Question

Two pith balls carrying identical charges are suspended from a common point by strings of equal lengths, the equilibrium separation between them is $r$. Now the strings are rigidly clamped at half the height. The equilibrium separation between the balls now will be :

• A. $\frac{r}{2^{1/3}}$
• B. $\frac{2r}{3}$
• C. $\frac{2r}{\sqrt{3}}$
• D. ${\left(\frac{1}{\sqrt{2}}\right)}^2$

Answer 1

The correct option is A $\frac{r}{2^{1/3}}$


Let $m$ be the mass of each ball and $q$ be the charge on each ball.

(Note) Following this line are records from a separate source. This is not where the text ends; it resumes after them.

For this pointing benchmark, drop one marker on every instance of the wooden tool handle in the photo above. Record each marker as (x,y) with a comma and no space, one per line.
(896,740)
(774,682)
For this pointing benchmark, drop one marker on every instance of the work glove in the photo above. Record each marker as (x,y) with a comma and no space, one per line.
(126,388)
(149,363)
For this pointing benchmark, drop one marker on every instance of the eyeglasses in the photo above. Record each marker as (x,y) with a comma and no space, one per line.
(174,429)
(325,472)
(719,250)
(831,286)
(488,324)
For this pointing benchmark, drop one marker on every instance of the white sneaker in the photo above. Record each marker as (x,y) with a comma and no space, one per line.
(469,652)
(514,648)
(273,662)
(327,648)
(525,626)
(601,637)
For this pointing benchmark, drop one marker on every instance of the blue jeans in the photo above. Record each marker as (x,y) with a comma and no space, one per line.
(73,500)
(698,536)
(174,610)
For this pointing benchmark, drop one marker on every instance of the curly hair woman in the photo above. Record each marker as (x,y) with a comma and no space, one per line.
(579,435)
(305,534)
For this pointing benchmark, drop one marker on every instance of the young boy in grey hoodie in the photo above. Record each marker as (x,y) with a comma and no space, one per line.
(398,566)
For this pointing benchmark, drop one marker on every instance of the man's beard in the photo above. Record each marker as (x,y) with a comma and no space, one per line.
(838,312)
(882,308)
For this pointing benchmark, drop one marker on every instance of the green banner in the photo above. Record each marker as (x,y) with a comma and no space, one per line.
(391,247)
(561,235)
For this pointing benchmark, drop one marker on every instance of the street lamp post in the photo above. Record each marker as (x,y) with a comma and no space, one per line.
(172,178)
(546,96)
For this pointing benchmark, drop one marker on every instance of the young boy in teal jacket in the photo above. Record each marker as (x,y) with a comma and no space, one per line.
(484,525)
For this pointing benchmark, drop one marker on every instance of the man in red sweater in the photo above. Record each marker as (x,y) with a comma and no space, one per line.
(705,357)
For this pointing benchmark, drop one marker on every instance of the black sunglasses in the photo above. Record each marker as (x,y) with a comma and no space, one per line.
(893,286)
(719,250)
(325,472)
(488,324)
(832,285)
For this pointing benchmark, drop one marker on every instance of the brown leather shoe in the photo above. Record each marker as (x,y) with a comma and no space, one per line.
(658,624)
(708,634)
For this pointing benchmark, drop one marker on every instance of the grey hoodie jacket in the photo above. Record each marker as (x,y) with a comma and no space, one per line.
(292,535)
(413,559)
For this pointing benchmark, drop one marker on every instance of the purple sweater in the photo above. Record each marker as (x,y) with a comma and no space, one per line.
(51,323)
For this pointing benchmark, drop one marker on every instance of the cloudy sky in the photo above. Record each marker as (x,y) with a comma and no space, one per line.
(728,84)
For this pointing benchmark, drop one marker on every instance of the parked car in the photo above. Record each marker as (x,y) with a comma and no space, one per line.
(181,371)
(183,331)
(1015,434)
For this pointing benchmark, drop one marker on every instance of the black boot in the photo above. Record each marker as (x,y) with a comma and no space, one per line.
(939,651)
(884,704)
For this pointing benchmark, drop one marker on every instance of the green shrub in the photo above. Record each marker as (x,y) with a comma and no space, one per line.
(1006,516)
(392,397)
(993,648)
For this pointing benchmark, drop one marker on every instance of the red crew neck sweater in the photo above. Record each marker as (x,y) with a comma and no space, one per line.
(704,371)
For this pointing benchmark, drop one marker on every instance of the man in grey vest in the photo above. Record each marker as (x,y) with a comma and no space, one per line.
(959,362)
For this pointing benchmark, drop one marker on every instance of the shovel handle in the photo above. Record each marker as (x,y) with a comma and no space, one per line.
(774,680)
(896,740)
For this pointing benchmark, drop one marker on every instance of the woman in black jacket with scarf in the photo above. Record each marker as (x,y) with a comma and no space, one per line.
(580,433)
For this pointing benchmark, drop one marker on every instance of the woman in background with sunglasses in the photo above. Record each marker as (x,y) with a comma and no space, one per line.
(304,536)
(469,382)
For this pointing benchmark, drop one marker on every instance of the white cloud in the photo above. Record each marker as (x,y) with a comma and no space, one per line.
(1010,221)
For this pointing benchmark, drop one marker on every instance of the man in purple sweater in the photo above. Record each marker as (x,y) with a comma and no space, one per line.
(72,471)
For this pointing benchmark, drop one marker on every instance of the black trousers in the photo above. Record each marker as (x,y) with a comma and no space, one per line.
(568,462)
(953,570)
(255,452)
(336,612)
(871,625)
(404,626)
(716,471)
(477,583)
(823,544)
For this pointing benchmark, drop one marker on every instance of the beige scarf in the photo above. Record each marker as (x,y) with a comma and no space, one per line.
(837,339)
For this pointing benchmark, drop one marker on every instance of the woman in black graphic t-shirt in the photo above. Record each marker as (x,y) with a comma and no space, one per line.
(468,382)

Force of repulsion, $F=\frac{1}{4\pi {ϵ}_0}\frac{q^2}{r^2}$

In equilibrium,

$T\cos \theta =mg\dots \dots \left(1\right)$
$T\sin \theta =F\dots \dots \left(2\right)$

From $\left(1\right)$ and $\left(2\right)$ , we get,

$\tan \theta =\frac{F}{mg}=\frac{\frac{1}{4\pi {ϵ}_0}\frac{q^2}{r^2}}{mg}$

From figure (a),

$\frac{\left(\frac{r}{2}\right)}{y}=\frac{\frac{1}{4\pi {ϵ}_0}\frac{q^2}{r^2}}{mg}$ $\dots \dots \left(3\right)$

From figure (b)


$\frac{\left(\frac{r^{{}^{\prime }}}{2}\right)}{\frac{y}{2}}=\frac{\frac{1}{4\pi {ϵ}_0}\frac{q^2}{r^{{}^{\prime }{}^2}}}{mg}$$\dots \dots \left(4\right)$

From $\left(3\right)$ and $\left(4\right)$, we get

$\frac{2r^{{}^{\prime }}}{r}=\frac{r^2}{r^{{}^{\prime 2}}}\Rightarrow r^{{}^{\prime 3}}=\frac{r^3}{2}\Rightarrow r^{{}^{\prime }}=\frac{r}{2^{1/3}}$

Hence, option (d) is the correct answer.